Cheesy Twice Baked Potatoes

When my teenage sons were young they used to love spending time in the kitchen cooking with me. Somewhere around age ten, the interest waned in favour of hanging out with their friends, something I completely expected as they entered the pre-teen years. I didn’t push them to continue cooking with me because, as we all know, the more you force kids to do something, the less likely they are to want to do it, and I certainly didn’t want cooking to fall into that category. So, I exempted them from their culinary duties for a few years while they grew up, and designated other household jobs to them, yet welcomed them into the kitchen with open arms if they decided they wanted to be part of a baking project or other kitchen creation I was working on.

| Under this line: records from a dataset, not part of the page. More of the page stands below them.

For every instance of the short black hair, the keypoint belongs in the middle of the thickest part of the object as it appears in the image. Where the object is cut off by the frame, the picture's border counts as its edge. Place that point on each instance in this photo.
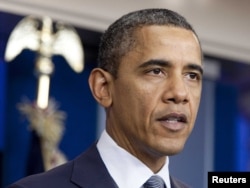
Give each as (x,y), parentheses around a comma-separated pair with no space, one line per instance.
(119,38)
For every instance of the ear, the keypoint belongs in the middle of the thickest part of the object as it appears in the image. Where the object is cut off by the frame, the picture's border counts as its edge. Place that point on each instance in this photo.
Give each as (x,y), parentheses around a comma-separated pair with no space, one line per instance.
(100,84)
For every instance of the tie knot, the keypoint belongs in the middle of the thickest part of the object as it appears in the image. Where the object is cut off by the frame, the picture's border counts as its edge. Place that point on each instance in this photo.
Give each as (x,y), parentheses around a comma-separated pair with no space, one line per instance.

Now that they are on track to being the biggest people in our home (and currently eat more than my husband and I combined), I’ve decided it’s time to get them back into the kitchen so they can learn to feed themselves the food required to keep them satiated and satisfied. This summer they’ve been in charge of various meals, and because they are home on their own a little more often than they used to be, they’ve been using the KitchenAid® Convection Digital Countertop Oven in lieu of our regular oven as they are more comfortable with this countertop appliance when there isn’t an adult at home. Delivering full-size oven performance on the countertop, I’m thrilled that my kids can create a nutritious and delicious meal for themselves and their friends without the need for parental supervision.
Part of keeping my kids interested in cooking is teaching them to make the foods they want to eat. They’ve already mastered crunchy baked chicken wings (just as tasty but much healthier than the traditional deep-fried variety) and now we’ve added twice baked potatoes to their countertop-cooking repertoire.
The beauty of this type of potato dish is that they can be made in advance and stored in the freezer until needed. The potatoes can be baked in the KitchenAid® Convection Digital Countertop Oven, a mostly hands-off activity, and once filled with the cheesy mashed potato mixture, they can be returned to the oven to be baked for a second time, or frozen and saved for another day. My kids like to come home, pull them from the freezer and pop them in the stainless steel countertop oven when they’re looking for a late afternoon snack. I’m thinking this will be perfect once they’re back in school and they come home looking for something filling after football and/or hockey practice, or when they’re in need of a late night study snack.
Cheesy Twice Baked Potatoes
Ingredients:4 medium russet potatoes, scrubbed
2 tablespoons canola oil
½ cup salted butter, softened
2 slices bacon, cooked and crumbled
½ cup sour cream
½ cup shredded Monterrey Jack cheese
½ cup shredded cheddar, plus extra for the tops of the potatoes
¼ cup milk
½ - 1 teaspoon salt
½ teaspoon fresh ground pepper
1 green onion, thinly sliced
Directions:
Preheat the oven to oven to 400 °F.
Place the potatoes on the KitchenAid® Convection Digital Countertop Oven baking pan. Rub them with the canola oil, pierce them a few times with a fork, and bake for 45-60 minutes, making sure a knife can slide easily into the centre of the potatoes.
While the potatoes are baking, combine the softened butter, crumbled bacon and sour cream in a large mixing bowl.
Remove the potatoes from the oven and allow them to cool enough so that they can be handled. Lower the oven heat to 350°F.
With a sharp knife, cut each potato in half lengthwise. Scrap out the insides, taking care not to tear the shell, and add them to the mixing bowl. Place the hollowed out potato shells back on the baking pan.
Mash the potatoes into the butter mixture. Add the cheeses, milk, salt and pepper and mix together well. (If you plan to freeze the twice-baked potatoes you can do so at this point – turn the oven off and place the potato shells in an airtight container).
Fill the shells with the filling, heaping it so they look full. Top each potato with a little extra cheese and bake for 20-30 minutes or until completely warmed through. Top with sliced green onions and serve warm.